Der andere Teil dieser doppelten Identitätssuche endete ebenfalls in der Außenseiterrolle. Wegen seines aufwendigen Lebensstils gelang es ihm nur mit Mühe und Not, mit dem Schreiben seine materiellen Bedürfnisse zu befriedigen. So stand auch in der Phase zahlreicher Buchveröffentlichungen zwischen 1955 und 1963 des öfteren der Gang in die Zeitungsredaktionen an, um sich zu den auch für Schwarz recht üppig fließenden Zuwendungen aus Tantiemen und Stipendien etwas dazu zu verdienen. In konsequenter Verkennung seiner literarischen Bedeutung schrieb er im hartnäckigen Monatsrhythmus Briefe an die für den Unterhalt der Schriftsteller zuständigen Stellen im Ministerium für Kultur, beim Schriftstellerverband und bei den Verlagen, die doch "so mit ihren Schriftstellern nicht umgehen" könnten. Die parteiinternen Berichte zeugen von einem außergewöhnlich feinen Gespür, wenn sie von Schwarz` "kleinbürgerlichem Neid", seiner "Verbitterung, dass man ihn als Schriftsteller negierte" sprechen.

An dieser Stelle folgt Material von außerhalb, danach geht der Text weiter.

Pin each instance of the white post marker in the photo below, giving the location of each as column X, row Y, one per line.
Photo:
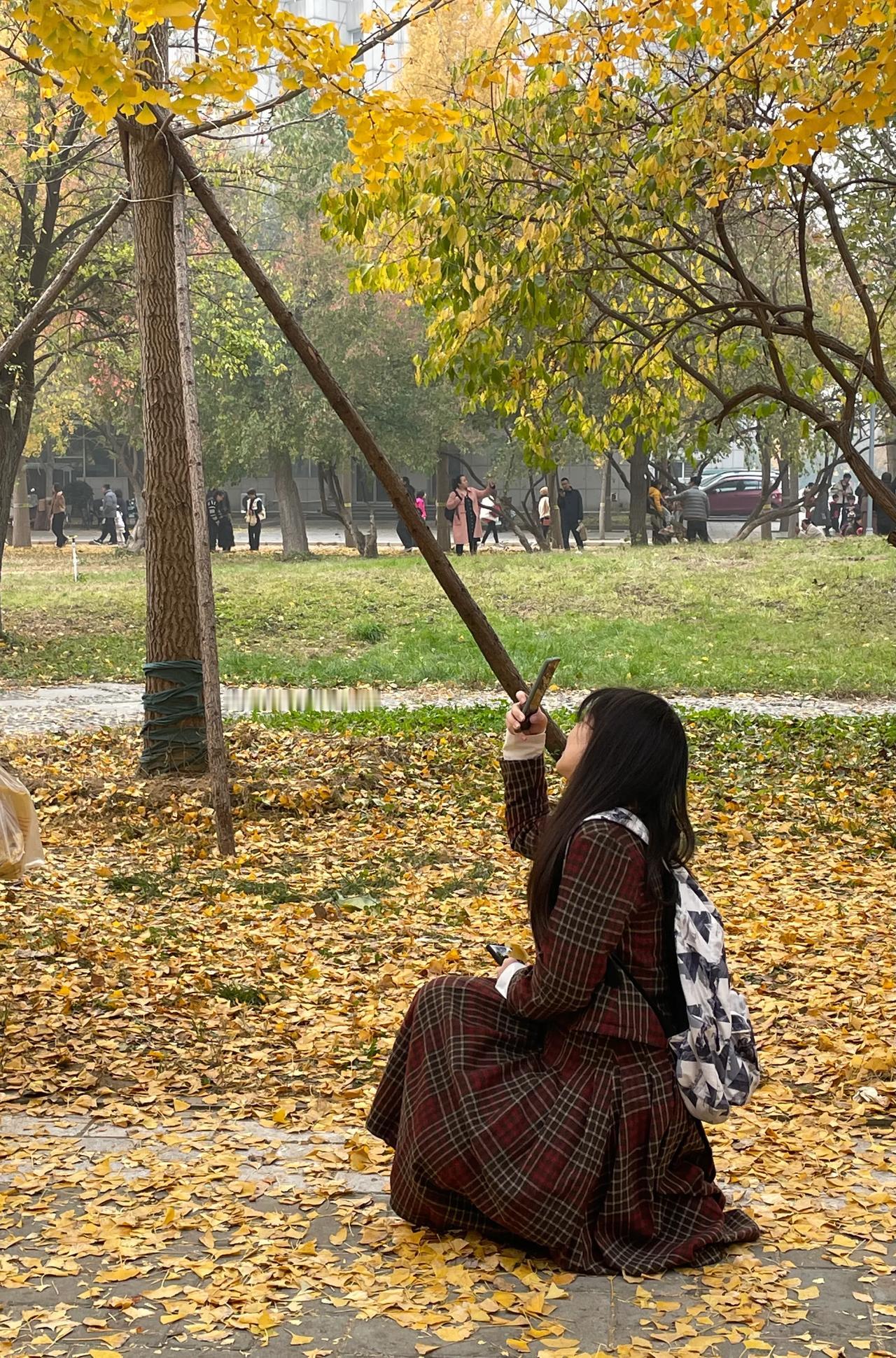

Trotz der ausführlichen Überlieferung steht man vor einem schwer zu bewältigenden Schriftstellerleben, das immer wieder mit neuen Fragen aufwartet. Auch während der Zuckerbäckerphase hat sich sein kritischer Geist wohl nie ganz abgeschliffen. In dieser Zeit reichte er erfolglos ein Manuskript ein, dass die "Speichellecker und Karrieristen" in der Partei anprangerte und gab in einer bemerkenswerterweise sogar gedruckten Reportage über die Berliner Charité die Meinungen der Ärzte über den Mauerbau nach Ansicht der Staatssicherheit "zu wahrheitsgemäß" wieder. Ohne diese gewisse charakterliche und weltanschauliche Standfestigkeit hätte Schwarz wohl kaum das lesenswerte und heute nur noch antiquarisch erhältliche Die Partei hat immer Recht schreiben können. Im Herbst 1989 sah er - der trotz der Entdeckung seiner literarischen Flucht durch die Staatssicherheit von Sanktionen verschont und in der DDR wohnen blieb - wie so viele den Boden für seine Vorstellung vom Sozialismus heranreifen und versuchte vergebens, die Veröffentlichung in der DDR zu erreichen.